The 10-page filing provides a summary of broadcasters' comments in this proceeding. In addition to the topics covered here, the reply comments list the many benefits DTS can offer both broadcasters and the public.

Reply comments filed by the MSTV covered other topics, including New America Foundation's request that the FCC prohibit the use of DTS in order to reserve spectrum for unlicensed devices.

"The New American Foundation objections are groundless and should be disregarded," MSTV told the commission. "This position is puzzling, given that the primary purpose of DTS is to enhance the reliability of a broadcaster's existing service on its existing frequencies."

MSTV also noted that such concerns fly in the face of NAF claims that there are significant "white spaces" throughout the broadcast band.

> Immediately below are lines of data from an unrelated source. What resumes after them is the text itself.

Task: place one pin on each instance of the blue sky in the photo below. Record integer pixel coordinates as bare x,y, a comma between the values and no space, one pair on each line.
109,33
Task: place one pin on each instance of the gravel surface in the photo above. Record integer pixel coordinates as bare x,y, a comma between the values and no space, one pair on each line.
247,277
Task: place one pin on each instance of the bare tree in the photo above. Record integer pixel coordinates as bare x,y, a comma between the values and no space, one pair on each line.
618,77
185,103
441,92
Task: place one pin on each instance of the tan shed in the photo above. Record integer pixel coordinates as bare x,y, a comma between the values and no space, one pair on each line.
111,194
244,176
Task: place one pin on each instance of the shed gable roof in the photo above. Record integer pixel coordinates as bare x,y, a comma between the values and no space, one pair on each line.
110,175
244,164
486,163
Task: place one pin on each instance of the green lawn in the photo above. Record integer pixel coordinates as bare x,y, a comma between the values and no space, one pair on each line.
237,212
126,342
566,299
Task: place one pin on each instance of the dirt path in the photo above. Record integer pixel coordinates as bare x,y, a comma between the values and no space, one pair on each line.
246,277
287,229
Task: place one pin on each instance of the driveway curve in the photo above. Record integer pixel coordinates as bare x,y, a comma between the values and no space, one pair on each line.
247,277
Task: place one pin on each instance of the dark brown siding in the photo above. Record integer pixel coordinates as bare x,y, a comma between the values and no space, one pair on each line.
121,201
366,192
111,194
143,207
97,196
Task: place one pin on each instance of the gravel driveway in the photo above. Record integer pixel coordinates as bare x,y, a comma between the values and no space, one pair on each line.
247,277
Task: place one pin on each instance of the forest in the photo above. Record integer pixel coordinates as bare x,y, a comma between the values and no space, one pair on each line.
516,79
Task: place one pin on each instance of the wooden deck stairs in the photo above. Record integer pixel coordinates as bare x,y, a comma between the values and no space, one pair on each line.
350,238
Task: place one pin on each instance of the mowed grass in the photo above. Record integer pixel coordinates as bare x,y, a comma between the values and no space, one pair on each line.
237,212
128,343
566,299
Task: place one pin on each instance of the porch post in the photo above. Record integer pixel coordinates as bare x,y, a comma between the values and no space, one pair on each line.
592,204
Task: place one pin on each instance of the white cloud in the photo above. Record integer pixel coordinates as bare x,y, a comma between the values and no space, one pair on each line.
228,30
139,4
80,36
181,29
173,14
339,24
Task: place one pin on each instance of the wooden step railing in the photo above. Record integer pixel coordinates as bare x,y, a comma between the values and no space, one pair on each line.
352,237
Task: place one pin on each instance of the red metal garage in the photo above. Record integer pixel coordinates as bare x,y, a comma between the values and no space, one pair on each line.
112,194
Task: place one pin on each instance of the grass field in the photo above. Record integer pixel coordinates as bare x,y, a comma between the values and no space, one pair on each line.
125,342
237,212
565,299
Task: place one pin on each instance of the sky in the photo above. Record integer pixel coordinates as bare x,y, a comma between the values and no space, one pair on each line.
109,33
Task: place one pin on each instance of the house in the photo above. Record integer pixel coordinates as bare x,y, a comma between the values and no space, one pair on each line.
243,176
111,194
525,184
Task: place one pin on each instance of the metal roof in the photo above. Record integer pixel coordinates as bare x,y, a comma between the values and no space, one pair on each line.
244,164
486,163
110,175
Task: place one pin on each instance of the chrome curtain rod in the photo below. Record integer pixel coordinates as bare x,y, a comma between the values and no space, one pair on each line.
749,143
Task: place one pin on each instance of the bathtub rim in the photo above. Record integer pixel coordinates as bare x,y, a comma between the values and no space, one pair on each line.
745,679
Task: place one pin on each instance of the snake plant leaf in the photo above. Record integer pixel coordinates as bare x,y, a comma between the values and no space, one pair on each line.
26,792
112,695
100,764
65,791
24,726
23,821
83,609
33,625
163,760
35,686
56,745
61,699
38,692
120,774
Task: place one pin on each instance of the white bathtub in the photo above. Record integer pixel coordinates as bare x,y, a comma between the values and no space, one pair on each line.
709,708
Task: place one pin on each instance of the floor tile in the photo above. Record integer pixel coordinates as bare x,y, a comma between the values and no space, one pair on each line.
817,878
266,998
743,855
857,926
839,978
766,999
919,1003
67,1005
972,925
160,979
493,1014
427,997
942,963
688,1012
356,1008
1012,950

The comments point out that DTS would operate primarily on channel within a broadcaster's service area and question how such operations could be claimed to impact on the operation of unlicensed devices, unless the NAF spectrum studies were "erroneous and there is not significant 'white space' in most major markets."

MSTV concluded that "if on-channel or single-frequency DTS transmissions would 'substantially diminish' the amount of spectrum available to unlicensed devices, NAF has significantly erred in its definition and estimation of available white space."

Refer to MSTV's reply comments for more details on MSTV's opposition to NAF's comments and a review of concerns raised in its original comments. These and all other comments filed in the proceeding are available through the FCC Search for Filed Comments Web page. Enter "05-312" in the "Proceeding" box to retrieve the comments. MSTV's original comments were covered in the February 15 RF Report.